Mr. Victor Jarjour: Mr. Chairman, I think you're hitting on an interesting point, one that has perhaps some parallels with what we would consider SPS issues and using food safety issues as disguised barriers to trade. What the European Union was seeking in some instances was to essentially label methods of production. That's perhaps not directly relevant to the CWB, but as a general comment, I think those kinds of initiatives are extremely dangerous and can have some very serious trade-distorting consequences.
» (1705)
Mr. Bob Friesen: That is one of the concerns we've had for quite some time in the development of the standards for voluntary labelling. It was clear to us, being involved in the committee, that there were many people who did not understand the significance of Canada's, at the very least, developing standards that would not impede the trade relations we have built up with other countries. At one point in time they were entertaining a standard that would have clearly raised a trade challenge from the U.S. Because labelling is an informational issue and not a safety issue, the U.S. would clearly have had a legitimate WTO challenge.
Let me also go to the issue of the biosafety protocol. As you know, that's the protocol that is meant to manage the transboundary movement of genetically modified products. What has us really concerned within the context of trade and the biosafety protocol is that, first of all, they want to ratify it before the negotiation is done. That is somewhat tantamount to signing a WTO agreement today, and then negotiating it over the next seven years. That has us really concerned.
There are a few components in that protocol that concern us. First, we've been told by Environment Canada that they are entertaining the thought of not negotiating a tolerance level in that protocol. In other words, they will allow every country to establish its own tolerance level. That has the risk of creating tolerance levels anywhere from 1% to who knows how high; already around the world they're between 1% and 5%. So either we would have several tracks of segregation or, if we wanted only one track of segregation, we would have to achieve the lowest tolerance level, which at this point in time the industry tells us we can't achieve.
The other added risk is--and Victor already mentioned it--that a country could decide to change its tolerance level while the shipload of grain is on its way to that country. Let's say the price drops, they decide they're going to get a cheaper price, they change the tolerance level or the testing method, because they as yet have not established a harmonized testing method. So the exporter might use a different standard for testing from the importer's, and then they could change their mind with the shipment halfway across the ocean, and the importing country would say, well, we will take it if you drop the price.
So clearly, there are other issues regarding trade, even within the SPS, that have huge potential to create non-tariff trade barriers.
The Chair: Gentlemen, ladies, thank you very much.

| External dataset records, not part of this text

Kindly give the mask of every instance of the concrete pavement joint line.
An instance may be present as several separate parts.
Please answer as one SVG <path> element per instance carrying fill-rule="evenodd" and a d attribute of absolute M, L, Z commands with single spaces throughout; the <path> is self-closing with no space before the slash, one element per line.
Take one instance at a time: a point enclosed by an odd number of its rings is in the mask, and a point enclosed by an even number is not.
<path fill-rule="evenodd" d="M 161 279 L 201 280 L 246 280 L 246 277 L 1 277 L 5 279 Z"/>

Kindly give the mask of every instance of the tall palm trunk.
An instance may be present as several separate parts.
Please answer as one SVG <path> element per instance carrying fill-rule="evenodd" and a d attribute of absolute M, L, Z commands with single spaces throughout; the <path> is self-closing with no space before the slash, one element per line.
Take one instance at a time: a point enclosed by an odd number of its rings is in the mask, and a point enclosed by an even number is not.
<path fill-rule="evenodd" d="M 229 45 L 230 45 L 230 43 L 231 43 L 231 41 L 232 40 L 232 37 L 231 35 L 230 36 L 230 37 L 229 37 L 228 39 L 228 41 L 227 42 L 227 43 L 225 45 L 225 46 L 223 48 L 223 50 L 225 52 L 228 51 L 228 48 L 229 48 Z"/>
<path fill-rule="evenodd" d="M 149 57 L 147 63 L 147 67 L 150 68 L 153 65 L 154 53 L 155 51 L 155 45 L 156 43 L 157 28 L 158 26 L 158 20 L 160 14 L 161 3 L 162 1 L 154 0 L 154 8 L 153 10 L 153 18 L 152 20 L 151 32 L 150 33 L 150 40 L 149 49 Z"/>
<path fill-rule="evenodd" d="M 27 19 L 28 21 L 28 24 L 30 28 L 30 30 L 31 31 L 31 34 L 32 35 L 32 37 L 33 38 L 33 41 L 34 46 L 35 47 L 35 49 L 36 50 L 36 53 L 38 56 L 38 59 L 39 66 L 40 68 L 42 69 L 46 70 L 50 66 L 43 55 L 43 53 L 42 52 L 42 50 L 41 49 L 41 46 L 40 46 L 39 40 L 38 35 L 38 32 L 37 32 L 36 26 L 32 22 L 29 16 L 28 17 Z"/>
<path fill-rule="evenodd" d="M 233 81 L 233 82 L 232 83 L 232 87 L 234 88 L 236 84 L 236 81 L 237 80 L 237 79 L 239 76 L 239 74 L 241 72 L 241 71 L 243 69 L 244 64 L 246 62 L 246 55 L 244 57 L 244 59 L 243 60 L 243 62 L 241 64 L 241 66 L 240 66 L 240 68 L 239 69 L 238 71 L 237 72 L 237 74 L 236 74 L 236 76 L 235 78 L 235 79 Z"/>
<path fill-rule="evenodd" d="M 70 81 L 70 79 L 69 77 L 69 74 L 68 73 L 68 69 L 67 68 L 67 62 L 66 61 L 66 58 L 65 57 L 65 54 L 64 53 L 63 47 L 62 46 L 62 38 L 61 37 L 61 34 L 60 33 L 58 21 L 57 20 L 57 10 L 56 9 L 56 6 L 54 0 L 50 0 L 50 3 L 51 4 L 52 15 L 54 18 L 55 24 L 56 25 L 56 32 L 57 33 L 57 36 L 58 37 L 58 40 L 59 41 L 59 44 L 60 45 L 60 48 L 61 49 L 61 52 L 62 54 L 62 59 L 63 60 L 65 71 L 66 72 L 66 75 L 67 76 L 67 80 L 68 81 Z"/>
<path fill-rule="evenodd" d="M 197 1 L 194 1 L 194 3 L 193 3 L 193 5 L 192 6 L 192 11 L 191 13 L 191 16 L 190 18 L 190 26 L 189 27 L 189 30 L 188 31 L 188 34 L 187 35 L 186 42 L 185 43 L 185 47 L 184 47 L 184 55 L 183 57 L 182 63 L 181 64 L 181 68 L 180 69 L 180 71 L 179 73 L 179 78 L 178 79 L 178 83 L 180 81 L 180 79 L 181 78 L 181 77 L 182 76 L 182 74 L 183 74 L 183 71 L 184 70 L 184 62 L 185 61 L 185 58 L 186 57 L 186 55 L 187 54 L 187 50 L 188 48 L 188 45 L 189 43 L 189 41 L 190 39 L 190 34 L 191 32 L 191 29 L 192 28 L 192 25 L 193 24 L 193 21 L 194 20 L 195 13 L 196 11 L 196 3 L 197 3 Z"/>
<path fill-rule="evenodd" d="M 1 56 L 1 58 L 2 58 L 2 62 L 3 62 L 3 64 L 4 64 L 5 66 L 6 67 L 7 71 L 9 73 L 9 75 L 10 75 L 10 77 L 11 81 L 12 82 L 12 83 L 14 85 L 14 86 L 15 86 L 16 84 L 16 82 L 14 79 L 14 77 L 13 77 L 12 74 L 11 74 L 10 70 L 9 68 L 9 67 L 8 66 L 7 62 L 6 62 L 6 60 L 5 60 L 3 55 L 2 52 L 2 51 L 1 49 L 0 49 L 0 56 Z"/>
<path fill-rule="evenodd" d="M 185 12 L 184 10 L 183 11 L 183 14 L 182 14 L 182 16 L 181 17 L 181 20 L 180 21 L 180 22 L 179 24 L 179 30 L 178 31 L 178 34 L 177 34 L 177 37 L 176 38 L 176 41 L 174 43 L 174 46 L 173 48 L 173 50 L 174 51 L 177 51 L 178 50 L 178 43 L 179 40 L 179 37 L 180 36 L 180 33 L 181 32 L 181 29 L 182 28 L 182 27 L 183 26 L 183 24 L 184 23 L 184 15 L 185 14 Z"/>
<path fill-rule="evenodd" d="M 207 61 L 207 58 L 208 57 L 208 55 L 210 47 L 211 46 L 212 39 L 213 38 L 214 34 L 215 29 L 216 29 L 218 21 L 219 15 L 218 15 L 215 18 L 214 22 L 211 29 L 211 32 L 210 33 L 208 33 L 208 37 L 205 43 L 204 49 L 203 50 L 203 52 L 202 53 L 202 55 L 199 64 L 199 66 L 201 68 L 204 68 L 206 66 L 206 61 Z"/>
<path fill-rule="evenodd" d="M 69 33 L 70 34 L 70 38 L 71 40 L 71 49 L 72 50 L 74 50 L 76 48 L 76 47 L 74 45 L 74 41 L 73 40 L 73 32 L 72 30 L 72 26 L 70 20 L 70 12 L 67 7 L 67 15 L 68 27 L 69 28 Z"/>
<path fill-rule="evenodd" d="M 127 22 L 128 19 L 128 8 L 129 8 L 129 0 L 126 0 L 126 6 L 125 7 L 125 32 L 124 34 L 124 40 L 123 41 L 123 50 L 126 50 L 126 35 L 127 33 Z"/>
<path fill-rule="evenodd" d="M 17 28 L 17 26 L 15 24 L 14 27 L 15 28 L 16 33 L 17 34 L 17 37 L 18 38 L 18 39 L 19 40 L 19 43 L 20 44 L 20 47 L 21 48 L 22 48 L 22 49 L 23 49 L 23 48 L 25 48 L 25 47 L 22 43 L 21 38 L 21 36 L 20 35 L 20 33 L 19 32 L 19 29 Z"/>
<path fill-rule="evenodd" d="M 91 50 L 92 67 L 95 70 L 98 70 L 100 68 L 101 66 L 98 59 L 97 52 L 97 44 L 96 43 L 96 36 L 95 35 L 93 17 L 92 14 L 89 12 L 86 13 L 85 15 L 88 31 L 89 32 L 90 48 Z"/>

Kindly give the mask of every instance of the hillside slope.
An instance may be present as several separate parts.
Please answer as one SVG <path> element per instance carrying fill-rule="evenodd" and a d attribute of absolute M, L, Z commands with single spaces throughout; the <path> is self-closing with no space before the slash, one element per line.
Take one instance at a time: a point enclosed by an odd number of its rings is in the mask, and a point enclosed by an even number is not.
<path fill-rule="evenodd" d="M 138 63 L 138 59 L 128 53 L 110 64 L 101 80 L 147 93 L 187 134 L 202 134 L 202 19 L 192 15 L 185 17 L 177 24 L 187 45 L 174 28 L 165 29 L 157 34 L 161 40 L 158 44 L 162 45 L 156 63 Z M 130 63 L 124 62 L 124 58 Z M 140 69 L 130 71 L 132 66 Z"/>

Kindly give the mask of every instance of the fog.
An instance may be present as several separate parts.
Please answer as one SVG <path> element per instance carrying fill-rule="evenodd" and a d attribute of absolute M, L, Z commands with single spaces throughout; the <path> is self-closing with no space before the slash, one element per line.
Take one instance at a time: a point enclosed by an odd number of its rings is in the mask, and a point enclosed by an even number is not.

This was most informative, and I want to commend you, collectively and individually, on the excellent documents that you have sent us. You have addressed all the questions we have asked of you and you were very forthcoming here with your answers to the committee. Your presentations, as well as your answers to some of our questions, will form part of the report we're going to be making public in the House of Commons, hopefully within the next eight weeks. I trust each one of you will get a copy of that.
We're going to suspend and go into camera for a while. We still have one witness, who will be coming at 5:30. So we will suspend for a couple of minutes, and then we'll be back in session.